# `cogex`
`cogex` is a tool for managing extractors for Cognite Data Fusion written in Python. It provides
utilities for initializing a new extractor project and building self-contained executables of Python
based extractors.
## Important note for users running `pyenv`
`pyenv` is a neat tool for managing Python installations.
Since `cogex` uses PyInstaller to build executables, we need Python to be installed with a shared
instance of `libpython`, which `pyenv` does not do by default.

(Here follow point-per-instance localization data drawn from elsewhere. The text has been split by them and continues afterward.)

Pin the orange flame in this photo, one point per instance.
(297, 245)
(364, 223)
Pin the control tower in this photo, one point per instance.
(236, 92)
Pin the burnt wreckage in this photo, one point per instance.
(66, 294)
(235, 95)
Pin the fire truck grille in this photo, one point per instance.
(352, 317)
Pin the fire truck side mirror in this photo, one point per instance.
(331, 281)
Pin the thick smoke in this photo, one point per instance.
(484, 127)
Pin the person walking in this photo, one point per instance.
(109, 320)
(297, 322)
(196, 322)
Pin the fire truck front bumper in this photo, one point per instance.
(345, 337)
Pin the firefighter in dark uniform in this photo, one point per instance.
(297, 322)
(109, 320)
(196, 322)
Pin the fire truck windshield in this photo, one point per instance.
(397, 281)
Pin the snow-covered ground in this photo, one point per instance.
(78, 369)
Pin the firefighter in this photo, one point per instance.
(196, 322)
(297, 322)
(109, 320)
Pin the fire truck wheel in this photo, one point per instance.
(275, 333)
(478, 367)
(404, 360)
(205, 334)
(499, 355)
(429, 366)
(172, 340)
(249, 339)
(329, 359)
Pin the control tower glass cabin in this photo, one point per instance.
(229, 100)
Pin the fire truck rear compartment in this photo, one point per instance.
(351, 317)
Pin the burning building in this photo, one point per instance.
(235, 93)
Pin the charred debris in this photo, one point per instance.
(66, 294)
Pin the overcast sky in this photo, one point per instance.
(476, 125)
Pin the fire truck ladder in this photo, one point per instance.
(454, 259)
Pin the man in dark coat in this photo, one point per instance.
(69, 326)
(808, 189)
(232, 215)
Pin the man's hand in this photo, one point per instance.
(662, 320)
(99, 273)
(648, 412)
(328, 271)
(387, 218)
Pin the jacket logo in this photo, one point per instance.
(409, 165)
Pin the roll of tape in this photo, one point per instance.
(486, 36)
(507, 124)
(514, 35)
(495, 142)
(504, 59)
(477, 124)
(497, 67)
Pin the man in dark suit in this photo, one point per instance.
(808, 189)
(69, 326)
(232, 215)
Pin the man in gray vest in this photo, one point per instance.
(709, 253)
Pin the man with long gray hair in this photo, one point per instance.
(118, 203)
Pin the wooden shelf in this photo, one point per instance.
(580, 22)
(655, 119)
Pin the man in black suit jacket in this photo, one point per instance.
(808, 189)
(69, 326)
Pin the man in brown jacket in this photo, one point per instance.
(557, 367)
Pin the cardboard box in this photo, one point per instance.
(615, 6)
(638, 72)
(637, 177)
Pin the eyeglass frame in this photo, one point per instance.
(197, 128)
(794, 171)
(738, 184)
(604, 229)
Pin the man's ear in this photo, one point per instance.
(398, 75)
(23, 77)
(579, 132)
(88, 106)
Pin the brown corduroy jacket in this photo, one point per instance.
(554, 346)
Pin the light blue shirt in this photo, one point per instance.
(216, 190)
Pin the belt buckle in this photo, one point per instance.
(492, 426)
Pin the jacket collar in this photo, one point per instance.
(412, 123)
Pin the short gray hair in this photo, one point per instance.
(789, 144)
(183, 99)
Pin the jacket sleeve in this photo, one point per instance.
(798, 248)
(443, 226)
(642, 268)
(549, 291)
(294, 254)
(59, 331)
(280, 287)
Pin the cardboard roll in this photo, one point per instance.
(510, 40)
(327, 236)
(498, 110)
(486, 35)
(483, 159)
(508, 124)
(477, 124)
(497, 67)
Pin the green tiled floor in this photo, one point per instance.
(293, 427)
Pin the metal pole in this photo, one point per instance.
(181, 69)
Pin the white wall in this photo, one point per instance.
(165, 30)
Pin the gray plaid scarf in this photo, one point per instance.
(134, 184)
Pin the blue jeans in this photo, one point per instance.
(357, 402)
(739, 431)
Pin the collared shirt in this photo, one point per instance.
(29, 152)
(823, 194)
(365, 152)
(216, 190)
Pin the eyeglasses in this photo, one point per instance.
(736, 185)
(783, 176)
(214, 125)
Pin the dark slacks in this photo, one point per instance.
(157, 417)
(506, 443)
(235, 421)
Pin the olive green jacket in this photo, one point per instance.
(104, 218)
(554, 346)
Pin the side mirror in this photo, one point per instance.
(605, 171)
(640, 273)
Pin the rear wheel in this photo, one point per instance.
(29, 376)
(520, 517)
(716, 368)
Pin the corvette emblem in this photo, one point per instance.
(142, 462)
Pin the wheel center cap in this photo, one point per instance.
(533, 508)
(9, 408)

To fix this, make sure to add the
`--enable-shared` flag when installing new Python versions with `pyenv`, like so:
```bash
env PYTHON_CONFIGURE_OPTS="--enable-shared" pyenv install 3.9.0
```
You can read more about it in the [PyInstaller documentation](https://pyinstaller.readthedocs.io/en/stable/development/venv.html#pyenv-and-pyinstaller)
## Overview of features
### Start a new extractor project
To start a new extractor project, move to the desired directory and run
```bash
cogex init
```
You will first be prompted for some information, before `cogex` will initialize a new project.
### Add dependencies
Extractor projects initiated with `cogex` will use `poetry` for managing dependencies. Running
`cogex init` will automatically install the Cognite SDK and extractor-utils framework, but if your
extractor needs any other dependency, simply add them using `poetry`, like so:
```bash
poetry add requests
```
### Type checking and code style
It is recommended that you run code checkers on your extractor, in particular:
* `black` is an opinionated code style checker that will enforce a consistent code style throughout
your project. This is useful to avoid unecessary changes and minimizing PR diffs.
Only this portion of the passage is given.